May 20 (Bloomberg) -- Credit Suisse Group will relocate Vikram Gandhi, head of its global financial institutions group, to Hong Kong from New York this summer to tap growth in Asia, according to an internal memo sent to Bloomberg.

Gandhi will continue to oversee the Americas business while spending ``considerably more time in Asia and Europe going forward,'' Jim Amine and Marc Granetz, co-heads of global investment banking, wrote in the memo. Gandhi, who is 46 today, joined the Zurich-based bank in 2005 from Morgan Stanley.

Credit Suisse, Switzerland's second-biggest bank, plans to increase investment bankers in the Asia-Pacific region outside of Japan by at least 26 percent this year to tap the growth in takeovers and share and bond sales, according to Paul Raphael, head of investment banking for the region. Asia is home to the world's fastest-growing major economies, China and India.
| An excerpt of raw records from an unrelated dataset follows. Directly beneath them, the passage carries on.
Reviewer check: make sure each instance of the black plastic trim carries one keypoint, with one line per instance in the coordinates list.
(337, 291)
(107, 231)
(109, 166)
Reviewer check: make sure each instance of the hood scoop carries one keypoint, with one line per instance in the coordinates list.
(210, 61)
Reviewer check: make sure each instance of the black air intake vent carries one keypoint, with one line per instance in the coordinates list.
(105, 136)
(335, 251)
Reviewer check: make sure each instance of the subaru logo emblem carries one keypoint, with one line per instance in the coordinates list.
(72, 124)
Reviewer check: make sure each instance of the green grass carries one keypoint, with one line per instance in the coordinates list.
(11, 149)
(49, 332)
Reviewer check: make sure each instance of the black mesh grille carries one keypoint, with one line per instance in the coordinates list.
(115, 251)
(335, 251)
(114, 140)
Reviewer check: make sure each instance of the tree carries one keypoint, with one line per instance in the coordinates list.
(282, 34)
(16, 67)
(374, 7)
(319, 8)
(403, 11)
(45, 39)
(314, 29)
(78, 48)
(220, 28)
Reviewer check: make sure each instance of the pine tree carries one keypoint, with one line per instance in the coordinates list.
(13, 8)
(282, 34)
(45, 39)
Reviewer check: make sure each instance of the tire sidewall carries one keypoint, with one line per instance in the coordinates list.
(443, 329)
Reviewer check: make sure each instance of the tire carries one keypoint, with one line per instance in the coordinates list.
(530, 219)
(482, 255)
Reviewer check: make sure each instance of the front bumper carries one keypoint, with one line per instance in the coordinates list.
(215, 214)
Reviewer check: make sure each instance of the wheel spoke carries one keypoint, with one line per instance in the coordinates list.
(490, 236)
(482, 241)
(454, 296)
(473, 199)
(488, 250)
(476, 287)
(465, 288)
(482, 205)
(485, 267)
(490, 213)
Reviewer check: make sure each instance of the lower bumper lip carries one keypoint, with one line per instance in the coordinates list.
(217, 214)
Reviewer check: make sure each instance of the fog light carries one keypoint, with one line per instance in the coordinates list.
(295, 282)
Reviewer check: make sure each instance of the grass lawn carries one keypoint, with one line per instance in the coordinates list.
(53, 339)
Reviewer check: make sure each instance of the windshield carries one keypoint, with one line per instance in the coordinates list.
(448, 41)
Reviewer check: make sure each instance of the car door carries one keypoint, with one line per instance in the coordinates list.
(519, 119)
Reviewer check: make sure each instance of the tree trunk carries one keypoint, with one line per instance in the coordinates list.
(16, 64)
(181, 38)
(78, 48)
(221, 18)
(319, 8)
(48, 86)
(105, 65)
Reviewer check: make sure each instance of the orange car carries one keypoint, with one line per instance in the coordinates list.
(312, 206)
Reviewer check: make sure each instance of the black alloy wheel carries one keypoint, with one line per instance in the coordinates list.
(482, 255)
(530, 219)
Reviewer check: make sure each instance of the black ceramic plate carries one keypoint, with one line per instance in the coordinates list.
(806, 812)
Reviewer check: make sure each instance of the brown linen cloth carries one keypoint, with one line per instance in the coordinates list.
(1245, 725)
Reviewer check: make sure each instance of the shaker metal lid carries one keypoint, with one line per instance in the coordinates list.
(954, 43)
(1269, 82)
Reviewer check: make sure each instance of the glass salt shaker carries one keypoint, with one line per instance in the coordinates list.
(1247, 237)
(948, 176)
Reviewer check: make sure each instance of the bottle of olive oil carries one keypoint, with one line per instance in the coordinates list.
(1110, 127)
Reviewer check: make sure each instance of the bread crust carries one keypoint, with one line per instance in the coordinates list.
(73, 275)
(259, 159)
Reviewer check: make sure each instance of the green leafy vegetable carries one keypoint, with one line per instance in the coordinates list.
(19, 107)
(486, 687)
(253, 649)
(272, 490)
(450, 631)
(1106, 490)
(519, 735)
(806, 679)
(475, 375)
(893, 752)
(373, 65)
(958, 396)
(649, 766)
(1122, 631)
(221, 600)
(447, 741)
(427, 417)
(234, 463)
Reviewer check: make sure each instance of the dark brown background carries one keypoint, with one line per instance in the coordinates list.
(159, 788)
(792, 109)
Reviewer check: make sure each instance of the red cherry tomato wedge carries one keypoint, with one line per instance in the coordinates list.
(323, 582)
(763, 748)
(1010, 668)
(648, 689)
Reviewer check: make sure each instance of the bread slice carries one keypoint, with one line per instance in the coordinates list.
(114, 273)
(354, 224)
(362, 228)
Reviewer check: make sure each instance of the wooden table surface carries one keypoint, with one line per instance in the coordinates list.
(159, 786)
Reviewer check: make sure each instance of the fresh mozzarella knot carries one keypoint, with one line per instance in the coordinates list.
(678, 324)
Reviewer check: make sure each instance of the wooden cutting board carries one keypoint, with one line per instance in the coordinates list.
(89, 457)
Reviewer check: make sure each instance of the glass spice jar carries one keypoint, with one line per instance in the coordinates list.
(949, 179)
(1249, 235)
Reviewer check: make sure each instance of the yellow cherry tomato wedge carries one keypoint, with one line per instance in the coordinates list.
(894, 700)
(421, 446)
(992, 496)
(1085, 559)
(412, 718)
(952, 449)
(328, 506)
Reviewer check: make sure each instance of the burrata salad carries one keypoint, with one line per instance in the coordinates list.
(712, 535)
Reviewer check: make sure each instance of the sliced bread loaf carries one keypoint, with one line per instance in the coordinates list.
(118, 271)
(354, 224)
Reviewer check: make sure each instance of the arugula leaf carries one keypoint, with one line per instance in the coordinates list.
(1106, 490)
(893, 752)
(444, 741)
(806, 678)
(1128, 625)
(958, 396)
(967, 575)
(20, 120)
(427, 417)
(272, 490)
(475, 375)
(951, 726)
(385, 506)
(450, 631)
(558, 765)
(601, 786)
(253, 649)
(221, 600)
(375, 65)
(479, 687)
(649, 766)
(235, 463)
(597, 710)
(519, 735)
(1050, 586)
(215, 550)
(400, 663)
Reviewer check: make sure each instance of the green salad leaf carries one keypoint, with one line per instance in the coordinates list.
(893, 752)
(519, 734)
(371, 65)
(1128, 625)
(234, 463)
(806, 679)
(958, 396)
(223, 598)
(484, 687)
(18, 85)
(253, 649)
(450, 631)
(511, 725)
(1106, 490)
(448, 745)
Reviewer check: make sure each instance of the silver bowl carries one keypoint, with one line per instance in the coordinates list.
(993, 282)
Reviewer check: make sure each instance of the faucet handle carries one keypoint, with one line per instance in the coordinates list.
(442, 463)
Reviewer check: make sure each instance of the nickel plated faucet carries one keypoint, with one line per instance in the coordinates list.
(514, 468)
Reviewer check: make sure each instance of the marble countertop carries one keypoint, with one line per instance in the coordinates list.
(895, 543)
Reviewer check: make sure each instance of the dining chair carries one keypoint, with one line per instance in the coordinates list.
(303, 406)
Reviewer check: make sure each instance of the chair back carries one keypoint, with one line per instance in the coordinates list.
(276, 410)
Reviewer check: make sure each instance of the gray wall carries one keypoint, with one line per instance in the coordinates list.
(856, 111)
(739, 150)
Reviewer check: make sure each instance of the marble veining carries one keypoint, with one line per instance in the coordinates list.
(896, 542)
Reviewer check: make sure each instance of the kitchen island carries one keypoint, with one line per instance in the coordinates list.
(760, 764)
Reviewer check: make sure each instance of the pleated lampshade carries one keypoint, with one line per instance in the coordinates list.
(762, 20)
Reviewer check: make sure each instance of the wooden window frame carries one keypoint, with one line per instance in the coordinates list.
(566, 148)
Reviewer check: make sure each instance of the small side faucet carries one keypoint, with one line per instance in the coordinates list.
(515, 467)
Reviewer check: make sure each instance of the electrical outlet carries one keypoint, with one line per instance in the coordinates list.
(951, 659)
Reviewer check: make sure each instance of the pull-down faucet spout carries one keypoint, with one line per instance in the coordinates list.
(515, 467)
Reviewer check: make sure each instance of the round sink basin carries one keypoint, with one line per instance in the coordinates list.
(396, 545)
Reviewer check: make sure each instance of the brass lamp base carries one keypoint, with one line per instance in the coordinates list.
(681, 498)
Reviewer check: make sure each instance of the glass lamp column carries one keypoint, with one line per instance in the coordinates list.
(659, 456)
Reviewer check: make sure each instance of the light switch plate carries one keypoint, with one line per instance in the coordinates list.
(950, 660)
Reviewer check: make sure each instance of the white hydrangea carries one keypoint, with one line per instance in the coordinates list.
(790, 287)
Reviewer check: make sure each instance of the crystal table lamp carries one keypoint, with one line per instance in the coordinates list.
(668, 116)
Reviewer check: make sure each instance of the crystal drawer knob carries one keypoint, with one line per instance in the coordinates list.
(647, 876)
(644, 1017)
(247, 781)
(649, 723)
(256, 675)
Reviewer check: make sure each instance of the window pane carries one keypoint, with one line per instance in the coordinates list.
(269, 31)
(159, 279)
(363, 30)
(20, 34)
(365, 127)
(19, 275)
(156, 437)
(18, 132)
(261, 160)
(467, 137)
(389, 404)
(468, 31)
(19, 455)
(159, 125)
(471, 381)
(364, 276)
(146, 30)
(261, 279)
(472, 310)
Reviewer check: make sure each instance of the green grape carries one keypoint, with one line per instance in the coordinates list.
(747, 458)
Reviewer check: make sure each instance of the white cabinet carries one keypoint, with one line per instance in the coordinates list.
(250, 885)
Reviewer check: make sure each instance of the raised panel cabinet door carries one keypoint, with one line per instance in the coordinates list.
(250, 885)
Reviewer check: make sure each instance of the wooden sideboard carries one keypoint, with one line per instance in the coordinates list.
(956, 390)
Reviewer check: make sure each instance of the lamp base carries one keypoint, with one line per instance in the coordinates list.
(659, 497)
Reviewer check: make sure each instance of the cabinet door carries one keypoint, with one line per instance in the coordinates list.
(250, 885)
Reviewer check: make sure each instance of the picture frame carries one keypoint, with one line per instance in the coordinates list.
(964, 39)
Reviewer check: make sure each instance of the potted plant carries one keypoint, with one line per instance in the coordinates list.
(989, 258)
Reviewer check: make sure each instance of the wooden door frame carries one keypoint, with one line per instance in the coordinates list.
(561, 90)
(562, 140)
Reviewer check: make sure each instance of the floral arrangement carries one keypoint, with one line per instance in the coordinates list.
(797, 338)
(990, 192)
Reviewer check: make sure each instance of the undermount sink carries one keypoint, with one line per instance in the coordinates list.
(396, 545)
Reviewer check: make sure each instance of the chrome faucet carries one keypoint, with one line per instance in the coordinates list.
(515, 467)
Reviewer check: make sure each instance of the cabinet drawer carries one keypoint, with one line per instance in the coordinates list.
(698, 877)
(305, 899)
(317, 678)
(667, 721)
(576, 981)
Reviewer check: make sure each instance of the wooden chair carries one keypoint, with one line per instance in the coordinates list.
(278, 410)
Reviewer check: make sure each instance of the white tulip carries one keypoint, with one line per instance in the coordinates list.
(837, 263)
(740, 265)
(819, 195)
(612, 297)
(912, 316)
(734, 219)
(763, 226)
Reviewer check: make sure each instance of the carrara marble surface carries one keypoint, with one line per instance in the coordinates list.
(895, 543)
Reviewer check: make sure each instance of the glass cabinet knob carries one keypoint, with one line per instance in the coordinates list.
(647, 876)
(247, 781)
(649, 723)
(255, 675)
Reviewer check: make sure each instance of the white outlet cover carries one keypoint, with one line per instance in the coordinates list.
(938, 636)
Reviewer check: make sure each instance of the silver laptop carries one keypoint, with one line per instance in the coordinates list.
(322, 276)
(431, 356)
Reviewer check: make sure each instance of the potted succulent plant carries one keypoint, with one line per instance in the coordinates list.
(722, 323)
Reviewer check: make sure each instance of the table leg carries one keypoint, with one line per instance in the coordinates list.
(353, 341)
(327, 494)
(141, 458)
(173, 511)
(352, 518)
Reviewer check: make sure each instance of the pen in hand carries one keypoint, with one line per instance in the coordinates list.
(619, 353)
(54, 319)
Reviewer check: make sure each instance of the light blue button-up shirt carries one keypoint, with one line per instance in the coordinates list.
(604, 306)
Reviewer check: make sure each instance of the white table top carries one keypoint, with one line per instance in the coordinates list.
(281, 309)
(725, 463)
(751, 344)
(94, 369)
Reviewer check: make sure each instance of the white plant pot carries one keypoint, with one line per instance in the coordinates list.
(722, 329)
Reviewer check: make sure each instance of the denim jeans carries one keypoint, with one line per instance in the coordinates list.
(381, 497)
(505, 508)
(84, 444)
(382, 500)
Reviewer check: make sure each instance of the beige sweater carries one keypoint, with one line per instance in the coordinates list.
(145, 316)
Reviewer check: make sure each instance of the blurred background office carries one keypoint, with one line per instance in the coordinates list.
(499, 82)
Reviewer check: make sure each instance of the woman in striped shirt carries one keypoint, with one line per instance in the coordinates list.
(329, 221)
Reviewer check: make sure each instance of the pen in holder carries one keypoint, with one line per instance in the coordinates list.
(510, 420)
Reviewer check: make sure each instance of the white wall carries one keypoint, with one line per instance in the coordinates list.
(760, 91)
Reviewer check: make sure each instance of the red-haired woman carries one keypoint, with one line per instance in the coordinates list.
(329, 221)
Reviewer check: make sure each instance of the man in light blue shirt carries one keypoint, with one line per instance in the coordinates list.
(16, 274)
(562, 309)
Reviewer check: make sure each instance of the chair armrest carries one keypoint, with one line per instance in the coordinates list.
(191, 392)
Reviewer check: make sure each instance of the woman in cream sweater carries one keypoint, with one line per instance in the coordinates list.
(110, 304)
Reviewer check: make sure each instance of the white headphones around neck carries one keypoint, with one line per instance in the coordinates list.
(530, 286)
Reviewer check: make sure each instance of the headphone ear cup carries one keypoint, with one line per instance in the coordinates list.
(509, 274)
``As part of our ongoing commitment to transfer talented bankers to other regions, Asia Pacific will benefit greatly from having a banker on the ground with Vikram's experience and client relationships,'' Amine and Granetz wrote in the memo. ``We are going to continue to align our best bankers with areas of highest potential growth.''

Deutsche Bank AG, Germany's biggest bank, announced in March it will move its global head of equity trading, Noreddine Sebti, from New York to Hong Kong.

Citigroup, Morgan Stanley

Citigroup Inc., the biggest U.S. bank, transferred Ted Kuh, global co-head of investment banking for the retail industry, to Hong Kong from London. Morgan Stanley's former chief economist Stephen Roach last year moved to the city from New York to become the firm's Asia chairman.

Credit Suisse shot to sixth place in the mergers and acquisitions advisory market in the region this year, up from 19th in 2007, data compiled by Bloomberg show.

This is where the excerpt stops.